There is no standard chemotherapy for GI leimyosarcomas. Doxorubicin and ifosfamide, the two drugs that constitute standard systemic therapy for most other soft-tissue sarcomas, have very limited activity in GI leiomyosarcomas and therefore should not be used routinely (Patel).

But we report an interesting internet interview about a new amazing medicine Gleevec, a molecularly targeted therapy that has been found to work well on gastrointestinal stromal tumor . It sets a new paradigm for rational therapy of cancer. The interviewed Medical Doctor is George Demetri co-director of the sarcoma center at the Dana-Farber Cancer Institute, and a lead author on a study of Gleevec and GIST. He is also Editor of a beautiful web site: www.sarcoma.net (see lectures).

References

KA Yao et al. Primary gastrointestinal sarcomas : analysis of prognostic factors and results of surgical management. Surgery 2000; 128:604-12.
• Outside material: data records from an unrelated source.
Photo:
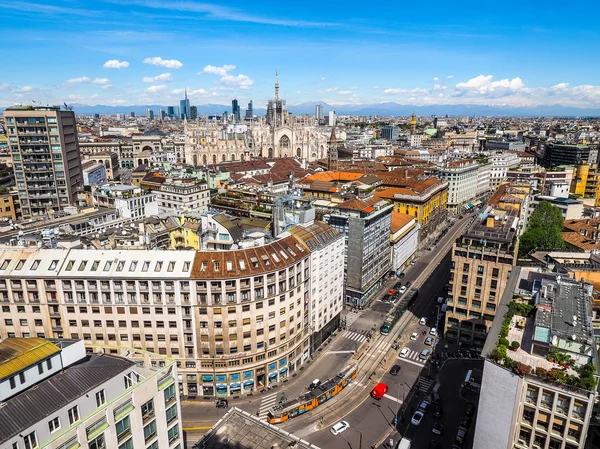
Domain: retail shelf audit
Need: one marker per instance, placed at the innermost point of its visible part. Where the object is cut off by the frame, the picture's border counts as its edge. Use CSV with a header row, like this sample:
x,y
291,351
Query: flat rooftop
x,y
35,404
241,430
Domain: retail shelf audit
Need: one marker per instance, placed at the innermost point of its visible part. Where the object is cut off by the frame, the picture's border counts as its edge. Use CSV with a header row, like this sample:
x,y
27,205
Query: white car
x,y
339,427
417,418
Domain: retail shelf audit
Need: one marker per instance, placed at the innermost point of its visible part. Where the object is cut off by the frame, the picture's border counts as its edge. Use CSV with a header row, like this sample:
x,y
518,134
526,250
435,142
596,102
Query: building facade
x,y
46,158
86,400
236,321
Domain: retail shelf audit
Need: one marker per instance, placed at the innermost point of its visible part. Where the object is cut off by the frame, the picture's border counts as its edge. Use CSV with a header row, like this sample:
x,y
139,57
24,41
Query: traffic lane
x,y
451,378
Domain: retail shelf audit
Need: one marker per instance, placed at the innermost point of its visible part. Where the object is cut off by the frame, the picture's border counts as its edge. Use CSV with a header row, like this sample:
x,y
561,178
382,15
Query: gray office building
x,y
46,158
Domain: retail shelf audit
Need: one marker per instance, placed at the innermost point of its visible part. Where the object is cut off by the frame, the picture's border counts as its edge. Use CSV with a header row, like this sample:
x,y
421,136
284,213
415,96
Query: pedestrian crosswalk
x,y
351,317
358,336
425,385
266,403
413,355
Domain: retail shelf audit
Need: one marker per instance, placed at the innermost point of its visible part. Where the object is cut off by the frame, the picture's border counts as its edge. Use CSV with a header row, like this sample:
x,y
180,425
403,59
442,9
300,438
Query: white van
x,y
404,444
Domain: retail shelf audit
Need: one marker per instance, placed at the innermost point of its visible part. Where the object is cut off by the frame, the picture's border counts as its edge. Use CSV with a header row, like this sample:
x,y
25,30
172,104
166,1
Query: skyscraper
x,y
319,113
46,157
184,107
249,111
235,110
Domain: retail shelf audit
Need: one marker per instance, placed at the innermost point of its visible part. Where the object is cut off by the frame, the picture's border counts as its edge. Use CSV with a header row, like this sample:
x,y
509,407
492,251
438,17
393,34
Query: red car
x,y
379,390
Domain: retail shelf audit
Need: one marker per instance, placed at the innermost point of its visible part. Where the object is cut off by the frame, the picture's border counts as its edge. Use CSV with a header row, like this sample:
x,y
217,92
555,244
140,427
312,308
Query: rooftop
x,y
16,354
240,430
33,405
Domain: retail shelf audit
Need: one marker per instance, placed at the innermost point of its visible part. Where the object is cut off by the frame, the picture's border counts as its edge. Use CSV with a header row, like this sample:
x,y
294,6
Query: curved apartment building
x,y
235,321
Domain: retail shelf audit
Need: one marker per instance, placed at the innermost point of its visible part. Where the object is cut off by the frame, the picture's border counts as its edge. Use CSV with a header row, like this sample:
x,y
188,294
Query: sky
x,y
138,52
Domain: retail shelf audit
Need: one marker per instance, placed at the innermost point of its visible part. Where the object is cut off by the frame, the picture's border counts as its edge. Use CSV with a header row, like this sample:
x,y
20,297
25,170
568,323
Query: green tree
x,y
543,229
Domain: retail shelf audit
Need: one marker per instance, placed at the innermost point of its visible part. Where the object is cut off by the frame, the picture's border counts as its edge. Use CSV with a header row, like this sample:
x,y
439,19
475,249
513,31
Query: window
x,y
54,424
150,431
123,428
73,415
127,444
30,441
148,409
171,413
97,443
173,433
100,398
JP Pierie et al. The effect of surgery and grade on outcome of gastrointestinal stromal tumors. Arch Surg. 2001; 136: 383-389.

SJ Kwon et al. Surgery and prognostic factors for gastric stromal tumor. World J Surg. 25,290-295, 2001.

DC Rice et al. Surgical management of duodenal leiomyomas. Wold J Surg. 25, 562-566, 2001.

BM Clary et al. Gastrointestinal stromal tumors and leiomyosarcoma of the abdomen and retroperitoneum: a clinical comparison. Annals of Surgical Oncology, 8 (4): 290-299, 2001.

FC Eilber at al. Recurrent gastrointestinal stromal sarcomas. Surgical Oncology 9 (2000) 71-75.

S R Patel, R S Benjamin. Management of peritoneal and hepatic metastases from gastrointestinal stromal tumors. Surgical Oncology, 9 (2000) 67-70.

TW Bauer et al. Preliminary report of photodynamic therapy for intraperitoneal sarcomatosis. Annals of Surgical Oncology, 8 (3): 254-259, 2001.